When the night was finally quiet, my brother and I talked. There is an ease that comes to talking with one of the few people who grew up in the same strange world you did: this is the great consolation of family. I never have to consider my words or my references. I have this narrow set of humans who also grew up in a town of 400, know the legends of Tuffy Suter, sang the old old hymns that even the elderly have forgotten in the mountain church we attended, consider Georgette Heyer, DE Stevenson and Patrick McManus to be canon, know the winding paths and theatrical finer points of the Oregon Shakespeare festival, and think of “Head Smashed in Buffalo Jump” Alberta as a top-tourist-destination. This is what it means to be family.
At some point, we started talking about music. I have an odd relationship with music. I love it, of course. I’m particularly fond of classical music, but I rarely listen to it. (I like to listen to radio with voice, in truth.) I do end up listening to a lot of folk/celtic music, but have no reliable sources of new introductions to music. I have always considered myself not a person who listens to popular music. You can have a lot of fun plumbing the depths of my ignorance, if you choose.
So my brother said, “You have to listen to Mumford and Sons” and he put on “Sigh No More”.
I immediately loaded “Sigh No More” onto my various devices of digital distribution and have not stopped listening since.
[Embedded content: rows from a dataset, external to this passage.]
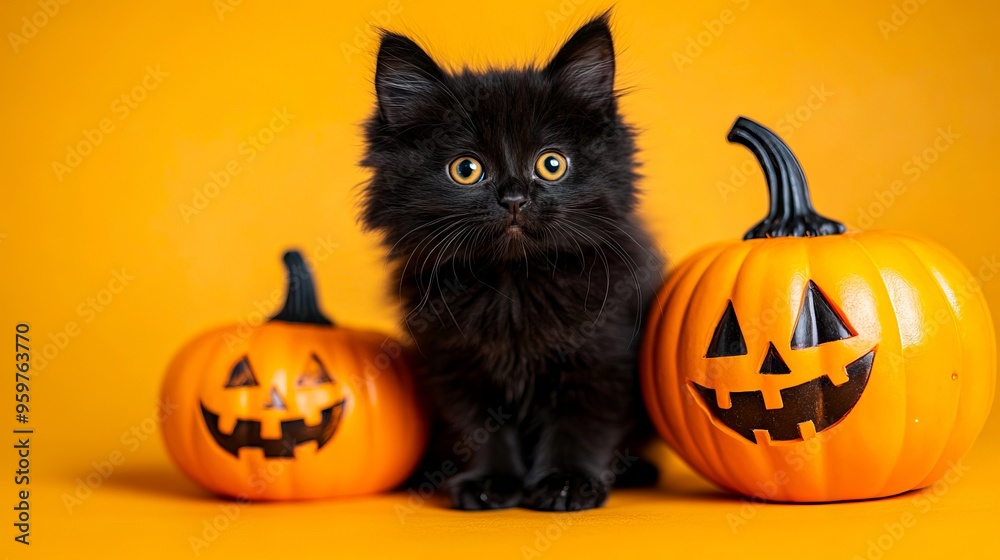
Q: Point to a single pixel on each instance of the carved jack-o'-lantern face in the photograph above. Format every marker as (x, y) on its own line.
(805, 408)
(808, 363)
(280, 397)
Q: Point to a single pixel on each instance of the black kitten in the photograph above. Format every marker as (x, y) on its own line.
(507, 201)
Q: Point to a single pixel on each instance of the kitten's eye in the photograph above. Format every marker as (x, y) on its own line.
(466, 170)
(551, 166)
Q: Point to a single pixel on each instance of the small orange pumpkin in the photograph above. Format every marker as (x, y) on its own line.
(298, 409)
(809, 364)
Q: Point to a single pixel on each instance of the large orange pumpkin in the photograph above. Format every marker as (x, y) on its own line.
(807, 363)
(298, 408)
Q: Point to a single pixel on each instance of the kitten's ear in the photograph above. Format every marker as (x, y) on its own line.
(585, 65)
(404, 76)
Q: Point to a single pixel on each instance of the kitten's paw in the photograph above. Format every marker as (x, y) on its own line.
(479, 492)
(566, 491)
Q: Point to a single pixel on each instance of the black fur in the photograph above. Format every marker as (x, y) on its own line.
(529, 335)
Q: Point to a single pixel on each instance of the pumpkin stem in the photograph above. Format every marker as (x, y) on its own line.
(301, 305)
(791, 212)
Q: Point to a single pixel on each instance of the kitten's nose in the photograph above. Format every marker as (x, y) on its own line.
(514, 202)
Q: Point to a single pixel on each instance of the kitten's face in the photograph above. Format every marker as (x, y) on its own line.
(503, 164)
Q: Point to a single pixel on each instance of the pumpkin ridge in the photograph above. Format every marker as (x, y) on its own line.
(682, 377)
(890, 473)
(703, 343)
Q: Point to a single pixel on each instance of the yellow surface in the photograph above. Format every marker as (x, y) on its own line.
(120, 260)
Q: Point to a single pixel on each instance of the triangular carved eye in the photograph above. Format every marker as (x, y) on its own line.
(728, 338)
(818, 322)
(241, 375)
(314, 374)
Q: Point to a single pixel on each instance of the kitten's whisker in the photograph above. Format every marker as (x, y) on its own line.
(632, 267)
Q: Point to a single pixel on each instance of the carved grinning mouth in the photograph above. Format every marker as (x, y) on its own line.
(246, 433)
(818, 401)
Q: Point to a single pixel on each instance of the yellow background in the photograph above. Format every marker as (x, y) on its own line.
(856, 99)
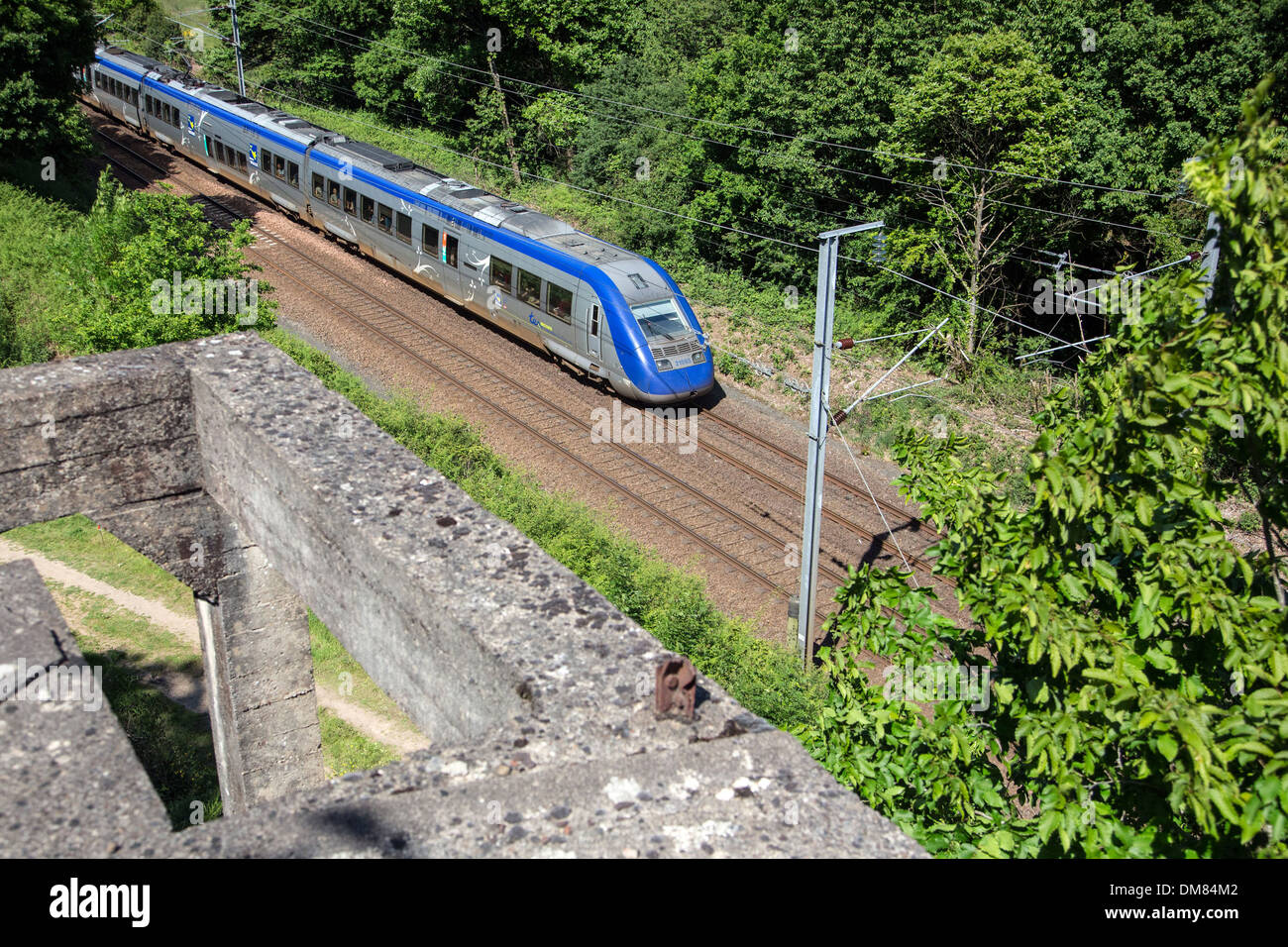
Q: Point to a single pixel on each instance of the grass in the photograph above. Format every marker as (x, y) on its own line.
(78, 543)
(331, 664)
(346, 750)
(172, 744)
(666, 600)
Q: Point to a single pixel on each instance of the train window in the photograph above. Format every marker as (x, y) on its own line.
(559, 302)
(502, 275)
(529, 287)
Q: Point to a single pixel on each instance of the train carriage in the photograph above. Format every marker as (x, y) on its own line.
(610, 313)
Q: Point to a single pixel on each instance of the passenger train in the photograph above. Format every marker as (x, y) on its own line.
(609, 312)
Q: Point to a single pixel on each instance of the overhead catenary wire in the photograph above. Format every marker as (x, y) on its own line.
(790, 138)
(660, 210)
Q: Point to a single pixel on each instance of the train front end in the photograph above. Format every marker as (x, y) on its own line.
(665, 359)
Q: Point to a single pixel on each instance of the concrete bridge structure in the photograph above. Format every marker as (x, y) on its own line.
(231, 467)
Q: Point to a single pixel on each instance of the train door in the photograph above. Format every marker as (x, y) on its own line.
(438, 258)
(473, 273)
(592, 331)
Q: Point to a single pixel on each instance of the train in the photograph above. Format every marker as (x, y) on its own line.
(608, 312)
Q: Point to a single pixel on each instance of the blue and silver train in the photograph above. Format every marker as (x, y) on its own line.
(603, 309)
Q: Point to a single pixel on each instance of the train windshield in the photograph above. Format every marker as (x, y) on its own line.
(660, 320)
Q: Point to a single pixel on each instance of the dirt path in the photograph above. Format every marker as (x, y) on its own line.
(184, 628)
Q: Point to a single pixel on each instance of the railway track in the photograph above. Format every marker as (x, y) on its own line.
(752, 552)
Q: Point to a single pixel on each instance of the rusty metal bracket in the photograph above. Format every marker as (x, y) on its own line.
(677, 686)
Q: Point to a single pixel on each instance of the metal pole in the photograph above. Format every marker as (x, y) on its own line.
(1211, 254)
(824, 317)
(241, 76)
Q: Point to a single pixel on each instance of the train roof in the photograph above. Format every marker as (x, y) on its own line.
(632, 274)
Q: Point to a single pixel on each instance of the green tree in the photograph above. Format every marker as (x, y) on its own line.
(1137, 660)
(993, 120)
(129, 245)
(42, 42)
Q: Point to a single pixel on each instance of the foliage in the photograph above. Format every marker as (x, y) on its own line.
(1137, 661)
(992, 119)
(97, 285)
(42, 42)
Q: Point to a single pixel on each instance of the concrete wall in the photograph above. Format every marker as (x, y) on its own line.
(536, 692)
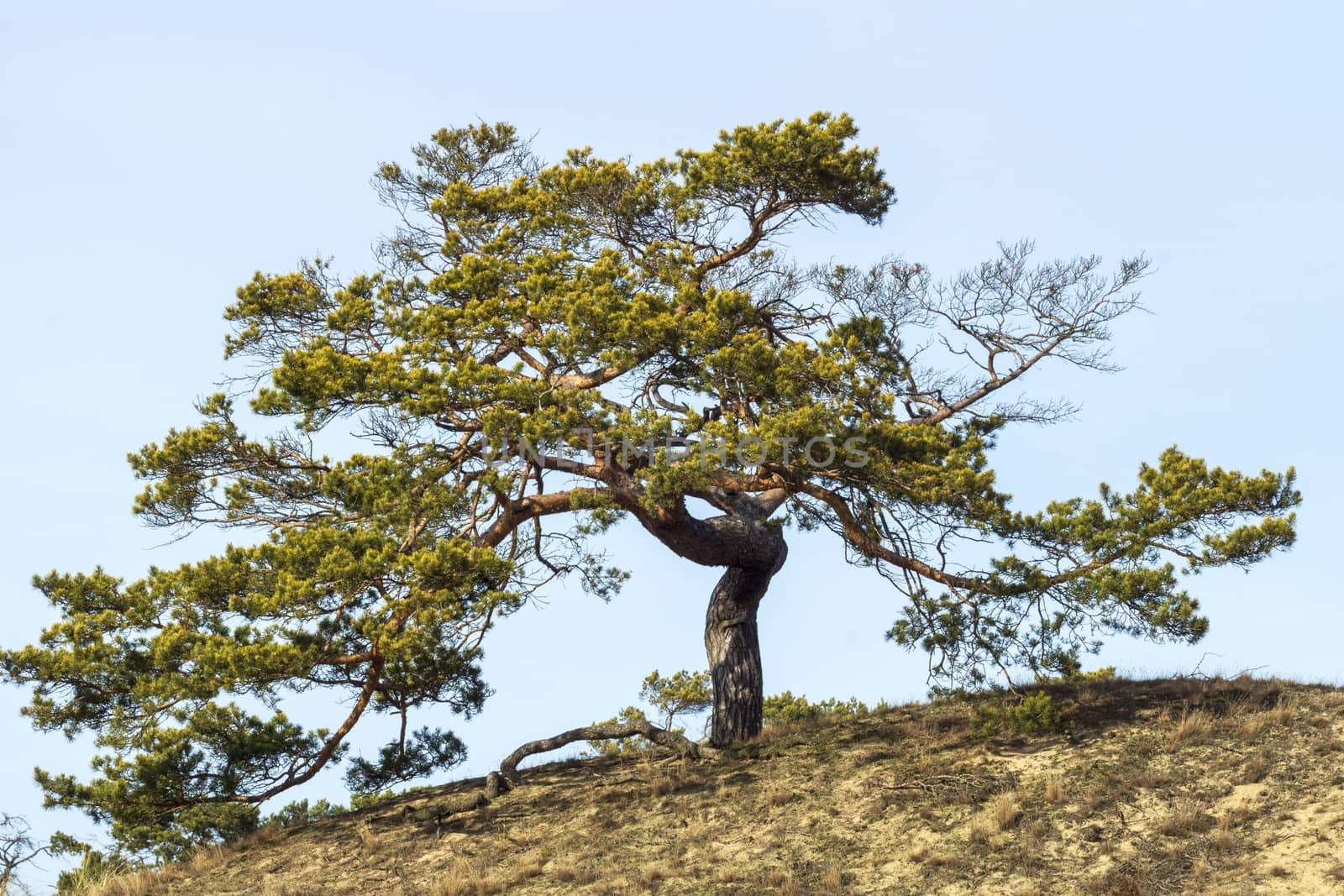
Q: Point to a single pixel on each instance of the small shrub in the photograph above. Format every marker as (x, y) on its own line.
(785, 710)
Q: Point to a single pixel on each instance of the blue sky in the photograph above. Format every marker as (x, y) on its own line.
(154, 156)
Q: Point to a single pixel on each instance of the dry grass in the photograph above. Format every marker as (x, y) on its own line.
(571, 872)
(1183, 820)
(1194, 727)
(467, 879)
(1005, 810)
(906, 801)
(369, 839)
(1054, 790)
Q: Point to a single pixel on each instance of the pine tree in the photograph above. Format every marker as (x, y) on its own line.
(548, 349)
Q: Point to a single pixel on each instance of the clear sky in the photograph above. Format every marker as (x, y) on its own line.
(152, 156)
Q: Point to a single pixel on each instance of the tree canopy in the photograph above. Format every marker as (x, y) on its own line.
(544, 349)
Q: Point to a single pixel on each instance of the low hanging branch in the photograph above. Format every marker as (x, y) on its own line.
(606, 731)
(504, 779)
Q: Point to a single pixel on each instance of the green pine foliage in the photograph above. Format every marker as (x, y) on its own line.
(523, 328)
(786, 710)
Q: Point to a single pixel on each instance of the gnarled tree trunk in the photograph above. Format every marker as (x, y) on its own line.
(734, 651)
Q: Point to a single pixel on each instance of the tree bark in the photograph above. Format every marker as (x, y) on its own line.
(734, 651)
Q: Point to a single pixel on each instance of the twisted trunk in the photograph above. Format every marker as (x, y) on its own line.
(734, 651)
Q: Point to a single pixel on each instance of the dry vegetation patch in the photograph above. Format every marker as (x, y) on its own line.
(1163, 788)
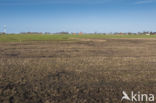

The voice, the banjo, the lyrics have embedded themselves into the warp and woof of this time of my life, and I shall likely never hear them without being once again at this time of my life when my sons were young, my parents healthy and my love strong. The title song, in particular, speaks to me.
Love that will not betray you, dismay or enslave you. It will set you free to be more like the man that you were made to be.
“Yes” I think. “That is the standard to which we should hold anything we call love.” I find myself wondering, is that God’s love? Is that my love for my sons? Is that my love with my husband? Does the love I give conform to this high calling?
May I confess that I was shocked _SHOCKED_ when their next album beat out Bieber in popularity? I hadn’t intended to be listening to music that was actually popular. Ah well – so were Simon and Gurfunkel in their time.
I’m looking forward to delving the depths of their music. So far, I have what shows on the surface of the songs, and questions they raise. Are they Christian? Use to be Christian? Using Christian language? They are certainly not priggish. (Hey mom, that’s a warning that you might not totally like them. Let’s just say some of their songs cannot be played on radio.) There are allusions running through their music to Shakespeare. When you tie those allusions out, how do they change the meaning of what I hear?
I deeply appreciate this new music. It makes me aware how well I know the music I listen to, and how my ears seek out new songs. So… have you heard these guys? What questions do they raise in your mind? Do songs tie you to place-in-time, like they do me? Do you ever try to manipulate that, by introducing new music to something you’d really like to remember? And critically – who else should I be listening to?